Post by account_disabled on Dec 26, 2023 8:29:48 GMT
Charles DickensThe Victoria and Albert Museum in London has begun a campaign to seek funds to conserve the original manuscripts of three novels by Charles Dickens . A total of £25,000 (over €28,000), of which over half has been found, is needed to properly preserve the original texts of A Tale of Two Cities , David Copperfield and the unfinished The Mystery of Edwin Drood . Dickens had written in iron gall ink on low-quality blue paper purchased from WH Smith. The Mystery of Edwin Drood is the writer's latest, disconcerting novel.
If the manuscript is restored and preserved, visitors and Dickens scholars will be able to study the writer's notes and text edits and perhaps even come up with their own solution to one of the most compelling Special Data unsolved cases in the history of literature. The corrections made by Dickens are visible in these manuscripts. They are the pages that he would have delivered to the printers before receiving the proof in exchange for correction. Some of this proof has also been preserved, so it is possible to see the editing process carried out, as well as having the opportunity to study the author's planning, writing and proofreading. Conservators will have to remove the old bindings and mounts and clean the pages with an expensive humidifying process.
Then remount each page onto acid-free paper. The pages will then be placed in protective humidity-controlled containers. Some parts of the manuscripts are impossible to read, as the sheets were glued underneath, making the left side or reverse of the pages inaccessible. The museum is one of many British institutions hit by recent government funding cuts. His aim is to be able to show the manuscripts on the bicentenary of Dickens' birth, which will be on 7 February 2012, now too fragile and damaged. The manuscripts were taken by Dickens's literary agent and friend John Forster, who donated them to the museum in 1876. Probably if Forster had not kept them, realizing their value, those manuscripts would have ended up in the garbage or burned.

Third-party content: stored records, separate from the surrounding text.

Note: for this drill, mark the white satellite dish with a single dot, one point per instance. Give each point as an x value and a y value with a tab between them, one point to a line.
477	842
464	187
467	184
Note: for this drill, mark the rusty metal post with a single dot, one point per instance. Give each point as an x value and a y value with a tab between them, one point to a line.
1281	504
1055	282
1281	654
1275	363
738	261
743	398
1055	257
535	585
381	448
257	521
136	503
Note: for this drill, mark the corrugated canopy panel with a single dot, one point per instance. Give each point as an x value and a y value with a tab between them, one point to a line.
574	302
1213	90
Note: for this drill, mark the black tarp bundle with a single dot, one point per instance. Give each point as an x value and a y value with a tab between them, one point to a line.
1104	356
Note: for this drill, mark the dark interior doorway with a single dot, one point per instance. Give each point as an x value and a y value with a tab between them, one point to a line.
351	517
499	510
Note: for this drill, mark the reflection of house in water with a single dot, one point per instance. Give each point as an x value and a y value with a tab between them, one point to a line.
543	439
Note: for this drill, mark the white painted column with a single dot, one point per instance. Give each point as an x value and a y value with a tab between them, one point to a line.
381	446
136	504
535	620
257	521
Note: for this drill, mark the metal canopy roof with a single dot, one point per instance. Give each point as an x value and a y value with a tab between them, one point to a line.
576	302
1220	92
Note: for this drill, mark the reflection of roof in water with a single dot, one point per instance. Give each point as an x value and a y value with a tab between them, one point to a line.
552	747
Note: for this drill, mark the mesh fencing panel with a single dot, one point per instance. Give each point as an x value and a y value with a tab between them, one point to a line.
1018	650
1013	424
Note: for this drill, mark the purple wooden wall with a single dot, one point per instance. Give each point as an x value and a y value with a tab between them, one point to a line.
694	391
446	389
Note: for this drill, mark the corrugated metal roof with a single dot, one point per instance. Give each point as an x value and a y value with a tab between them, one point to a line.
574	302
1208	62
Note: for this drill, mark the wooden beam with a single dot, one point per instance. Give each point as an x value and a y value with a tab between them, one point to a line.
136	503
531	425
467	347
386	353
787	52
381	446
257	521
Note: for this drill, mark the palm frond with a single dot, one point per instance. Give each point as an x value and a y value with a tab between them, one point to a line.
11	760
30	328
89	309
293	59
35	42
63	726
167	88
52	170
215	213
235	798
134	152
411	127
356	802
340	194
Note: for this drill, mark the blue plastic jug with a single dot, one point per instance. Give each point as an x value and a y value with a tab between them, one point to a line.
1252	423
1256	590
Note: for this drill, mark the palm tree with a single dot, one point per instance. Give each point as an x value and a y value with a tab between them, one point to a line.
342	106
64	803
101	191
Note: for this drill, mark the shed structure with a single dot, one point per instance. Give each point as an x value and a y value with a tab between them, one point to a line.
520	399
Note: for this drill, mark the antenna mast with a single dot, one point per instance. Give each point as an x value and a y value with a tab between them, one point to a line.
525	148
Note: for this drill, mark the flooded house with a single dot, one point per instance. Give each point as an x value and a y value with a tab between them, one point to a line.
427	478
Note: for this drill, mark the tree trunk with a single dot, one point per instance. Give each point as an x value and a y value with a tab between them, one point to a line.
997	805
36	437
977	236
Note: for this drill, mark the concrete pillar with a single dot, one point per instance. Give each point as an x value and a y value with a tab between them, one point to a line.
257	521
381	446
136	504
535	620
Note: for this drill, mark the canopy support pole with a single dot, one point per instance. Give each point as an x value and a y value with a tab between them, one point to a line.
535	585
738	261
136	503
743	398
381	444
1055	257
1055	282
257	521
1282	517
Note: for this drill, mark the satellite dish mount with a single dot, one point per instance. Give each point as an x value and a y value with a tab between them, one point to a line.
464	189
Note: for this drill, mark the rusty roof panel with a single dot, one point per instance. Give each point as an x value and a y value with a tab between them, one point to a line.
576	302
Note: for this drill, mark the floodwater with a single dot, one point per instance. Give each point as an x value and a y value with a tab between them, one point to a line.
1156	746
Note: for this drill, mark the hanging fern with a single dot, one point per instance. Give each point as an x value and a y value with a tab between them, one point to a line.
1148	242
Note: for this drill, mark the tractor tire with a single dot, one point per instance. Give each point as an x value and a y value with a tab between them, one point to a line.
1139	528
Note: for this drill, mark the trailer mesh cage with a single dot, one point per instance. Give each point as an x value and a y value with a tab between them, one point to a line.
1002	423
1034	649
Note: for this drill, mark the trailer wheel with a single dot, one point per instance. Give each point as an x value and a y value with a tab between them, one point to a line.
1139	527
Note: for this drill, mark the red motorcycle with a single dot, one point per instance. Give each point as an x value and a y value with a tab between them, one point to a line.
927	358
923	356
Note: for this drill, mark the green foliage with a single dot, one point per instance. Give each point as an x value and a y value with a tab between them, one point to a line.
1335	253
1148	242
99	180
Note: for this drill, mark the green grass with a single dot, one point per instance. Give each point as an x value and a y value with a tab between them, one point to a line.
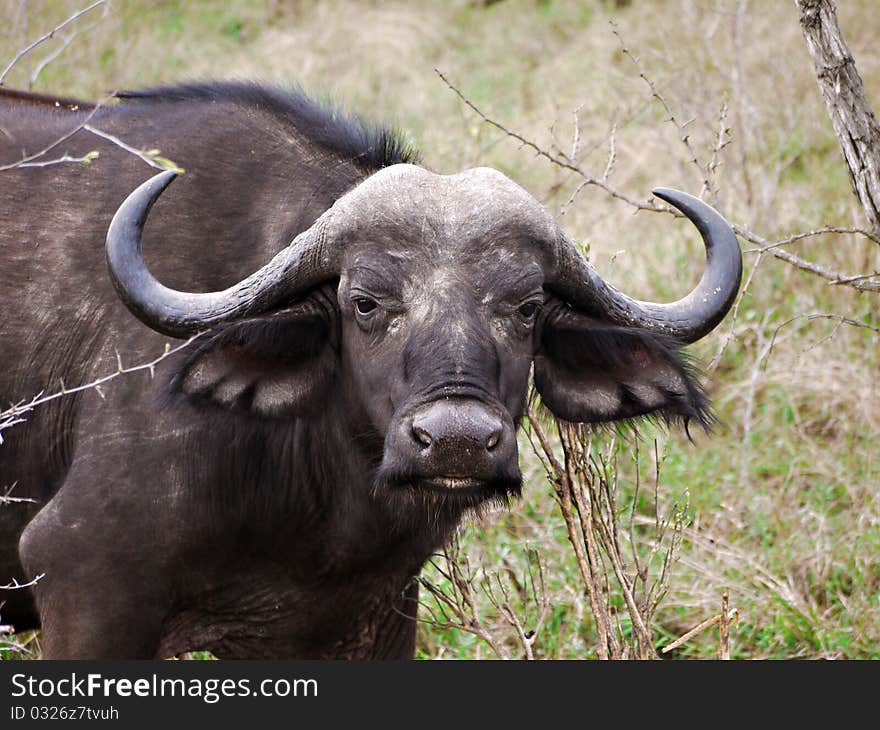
785	516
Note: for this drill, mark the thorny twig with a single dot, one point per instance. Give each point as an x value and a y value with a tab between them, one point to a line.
14	413
47	36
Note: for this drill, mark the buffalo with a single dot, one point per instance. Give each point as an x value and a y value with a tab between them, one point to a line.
272	490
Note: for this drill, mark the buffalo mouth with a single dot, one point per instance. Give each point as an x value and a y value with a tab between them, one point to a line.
453	483
470	489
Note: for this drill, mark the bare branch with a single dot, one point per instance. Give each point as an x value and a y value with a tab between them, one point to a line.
15	585
27	159
51	34
13	415
834	277
152	157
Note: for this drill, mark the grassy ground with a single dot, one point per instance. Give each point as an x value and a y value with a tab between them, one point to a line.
780	504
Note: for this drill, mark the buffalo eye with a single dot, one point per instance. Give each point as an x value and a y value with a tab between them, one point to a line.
364	306
528	310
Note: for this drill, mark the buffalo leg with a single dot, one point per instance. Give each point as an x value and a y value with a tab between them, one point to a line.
96	600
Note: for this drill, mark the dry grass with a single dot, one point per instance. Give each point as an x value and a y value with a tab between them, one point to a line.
784	511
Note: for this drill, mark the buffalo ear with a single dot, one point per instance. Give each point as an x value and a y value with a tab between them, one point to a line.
588	371
279	365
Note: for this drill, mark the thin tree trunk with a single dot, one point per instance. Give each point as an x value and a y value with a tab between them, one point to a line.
851	115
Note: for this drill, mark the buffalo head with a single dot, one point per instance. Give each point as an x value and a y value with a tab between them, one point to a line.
424	300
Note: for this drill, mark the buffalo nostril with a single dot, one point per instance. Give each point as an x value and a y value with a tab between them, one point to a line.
493	440
421	435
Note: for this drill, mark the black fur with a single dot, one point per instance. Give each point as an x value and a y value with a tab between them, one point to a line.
344	134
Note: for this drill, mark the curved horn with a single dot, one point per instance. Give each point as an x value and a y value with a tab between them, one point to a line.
688	319
306	262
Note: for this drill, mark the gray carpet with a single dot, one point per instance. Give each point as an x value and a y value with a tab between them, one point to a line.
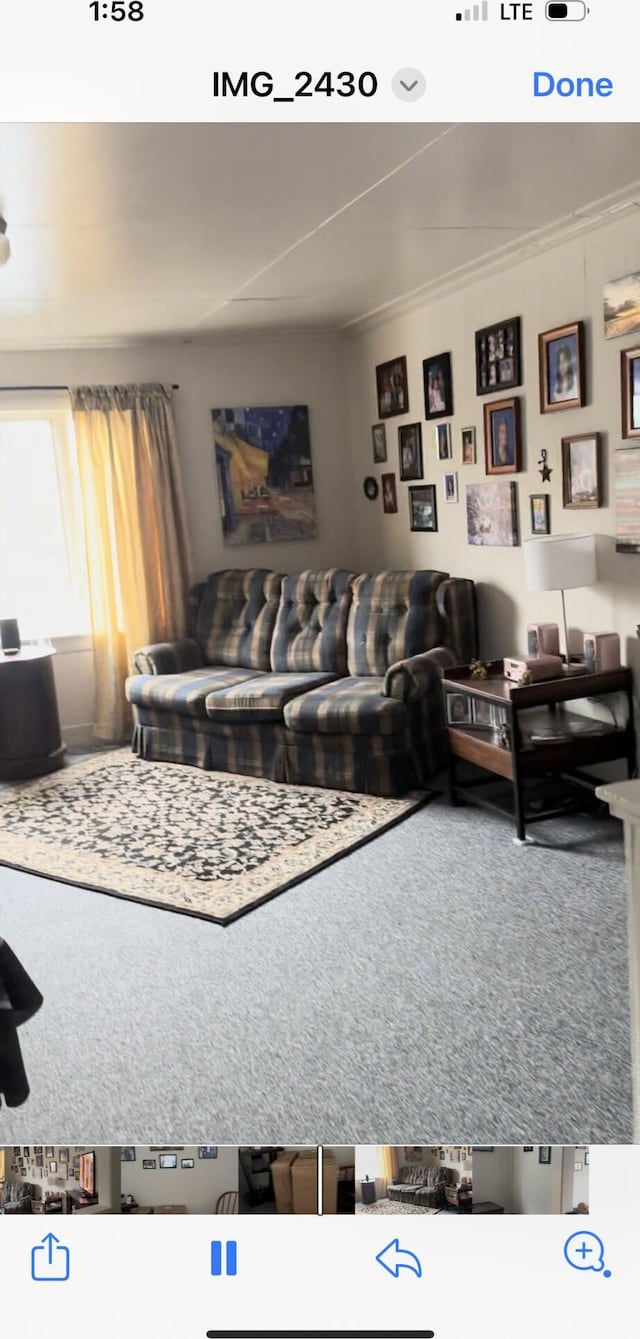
439	984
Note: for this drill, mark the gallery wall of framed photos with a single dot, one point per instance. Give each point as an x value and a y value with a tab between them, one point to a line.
526	383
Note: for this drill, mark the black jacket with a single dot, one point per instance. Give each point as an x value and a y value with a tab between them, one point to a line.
19	1000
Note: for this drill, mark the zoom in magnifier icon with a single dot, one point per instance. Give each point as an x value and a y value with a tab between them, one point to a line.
585	1251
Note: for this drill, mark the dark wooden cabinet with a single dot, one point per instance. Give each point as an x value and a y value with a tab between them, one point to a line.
30	726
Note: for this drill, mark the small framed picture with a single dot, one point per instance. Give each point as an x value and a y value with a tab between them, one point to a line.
422	508
563	368
458	709
450	486
498	364
410	451
629	359
438	386
482	711
581	471
469	446
443	441
538	504
379	439
388	494
392	387
502	438
371	488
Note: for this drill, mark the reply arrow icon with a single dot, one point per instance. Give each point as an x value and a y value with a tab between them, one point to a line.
392	1259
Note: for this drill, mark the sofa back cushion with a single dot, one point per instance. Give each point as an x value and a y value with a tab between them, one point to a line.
392	615
236	617
311	625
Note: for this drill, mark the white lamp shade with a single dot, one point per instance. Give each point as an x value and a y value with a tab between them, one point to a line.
560	563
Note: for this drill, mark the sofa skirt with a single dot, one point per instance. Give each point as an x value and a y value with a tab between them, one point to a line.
367	763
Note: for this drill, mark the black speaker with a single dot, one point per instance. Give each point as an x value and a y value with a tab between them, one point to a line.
10	636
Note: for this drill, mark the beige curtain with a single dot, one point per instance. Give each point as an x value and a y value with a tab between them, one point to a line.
135	533
388	1161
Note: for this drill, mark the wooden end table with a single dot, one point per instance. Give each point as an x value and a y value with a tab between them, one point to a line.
30	726
490	723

If the manuscript is restored and preserved, visitors and Dickens scholars will be able to study the writer's notes and text edits and perhaps even come up with their own solution to one of the most compelling Special Data unsolved cases in the history of literature. The corrections made by Dickens are visible in these manuscripts. They are the pages that he would have delivered to the printers before receiving the proof in exchange for correction. Some of this proof has also been preserved, so it is possible to see the editing process carried out, as well as having the opportunity to study the author's planning, writing and proofreading. Conservators will have to remove the old bindings and mounts and clean the pages with an expensive humidifying process.
Then remount each page onto acid-free paper. The pages will then be placed in protective humidity-controlled containers. Some parts of the manuscripts are impossible to read, as the sheets were glued underneath, making the left side or reverse of the pages inaccessible. The museum is one of many British institutions hit by recent government funding cuts. His aim is to be able to show the manuscripts on the bicentenary of Dickens' birth, which will be on 7 February 2012, now too fragile and damaged. The manuscripts were taken by Dickens's literary agent and friend John Forster, who donated them to the museum in 1876. Probably if Forster had not kept them, realizing their value, those manuscripts would have ended up in the garbage or burned.